Endonezya dünyanın en kalabalık müslüman ülkesi. 200 milyon nüfusu var ve bu nüfusun -bugün bizi gezdiren şoförün ifadesine göre- büyük çoğunluğu, yüzde doksanı müslüman. Arada bölgeye yakın yerlerden gelmiş Hindu, Budist ve daha başka hıristiyanlar var. Sömürgecilik zamanında yerleşmiş olabilirler, Hıristiyanlığı yaymış olabilirler.

Halkın fakiri çok fakir. Fakirlik -Peygamber sallallahu aleyhi ve sellem Efendimiz'den rivayet edilmiş bazı cümleler var- neredeyse küfür gibi, kâfir oluş gibi zor bir durum. Çünkü insan öyle bir duruma düştüğü zaman eğer sabretmesini bilemezse, Cenâb-ı Mevlâ'nın kaderine tahammül edemezse çok hatalı işler yapar da Allah korusun çok kötü durumlara düşebilir.

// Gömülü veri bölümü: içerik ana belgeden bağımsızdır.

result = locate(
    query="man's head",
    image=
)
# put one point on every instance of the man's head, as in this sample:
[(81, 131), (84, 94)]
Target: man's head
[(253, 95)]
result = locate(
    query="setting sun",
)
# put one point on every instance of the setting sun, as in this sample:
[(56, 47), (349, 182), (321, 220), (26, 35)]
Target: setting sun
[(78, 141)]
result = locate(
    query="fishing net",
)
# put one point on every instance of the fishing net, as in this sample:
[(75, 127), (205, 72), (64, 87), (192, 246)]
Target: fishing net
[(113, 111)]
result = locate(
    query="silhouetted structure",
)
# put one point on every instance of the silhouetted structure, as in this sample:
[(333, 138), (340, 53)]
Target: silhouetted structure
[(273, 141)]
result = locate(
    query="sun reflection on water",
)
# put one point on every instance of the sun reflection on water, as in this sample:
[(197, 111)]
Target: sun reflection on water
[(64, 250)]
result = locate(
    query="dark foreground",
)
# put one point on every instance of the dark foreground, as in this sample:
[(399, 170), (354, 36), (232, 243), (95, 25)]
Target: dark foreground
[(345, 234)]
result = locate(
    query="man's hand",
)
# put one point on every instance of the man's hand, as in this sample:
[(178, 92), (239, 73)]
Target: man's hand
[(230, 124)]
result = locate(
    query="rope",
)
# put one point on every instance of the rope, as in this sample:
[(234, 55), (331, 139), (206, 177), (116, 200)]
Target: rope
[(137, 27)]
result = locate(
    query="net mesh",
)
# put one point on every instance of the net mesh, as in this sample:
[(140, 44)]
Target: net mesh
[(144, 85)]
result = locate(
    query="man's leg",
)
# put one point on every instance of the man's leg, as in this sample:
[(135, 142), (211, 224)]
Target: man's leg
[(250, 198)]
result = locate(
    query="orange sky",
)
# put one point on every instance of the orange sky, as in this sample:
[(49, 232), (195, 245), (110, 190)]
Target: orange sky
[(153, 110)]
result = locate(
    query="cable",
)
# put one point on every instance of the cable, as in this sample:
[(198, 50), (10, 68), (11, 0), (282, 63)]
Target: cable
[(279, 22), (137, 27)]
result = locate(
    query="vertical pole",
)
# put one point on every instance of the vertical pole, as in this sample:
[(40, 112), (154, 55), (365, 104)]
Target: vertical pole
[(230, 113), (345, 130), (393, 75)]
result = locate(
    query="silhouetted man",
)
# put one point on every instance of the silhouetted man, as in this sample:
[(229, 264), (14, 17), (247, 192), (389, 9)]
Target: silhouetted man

Tabi böyle fakir olunca insan çoluk çocuğunu yetiştiremeyebiliyor, tahsil yaptıramayabiliyor. Derken, onlara tahsil yaptıracağız diye birileri onları alıp başka ilimlerle, irfanlarla, zihniyetlerle yetiştiriyorlar ve evlatlarımız, yani Ümmet-i Muhammed'in evlatları maalesef iyi korunamayabiliyor.

Bir insan başka türlü yetiştiği zaman başka insan oluyor. Hangi kafanın, hangi zihniyetin, hangi düşüncenin ışığı altında, güdümü altında yetişmişse onun dışına çıkmak kolay bir şey değil. Doğruyu bulmak çok zor. Kendi tahsil ve anlayışını kırarak -yanlış ise- onu kırıp kabuğundan çıkmak, toprağın altından yeryüzünün üstüne çıkmak, fışkırmak, karanlıklardan ışığa gelmek -Allah yardım etsin- kolay olmuyor.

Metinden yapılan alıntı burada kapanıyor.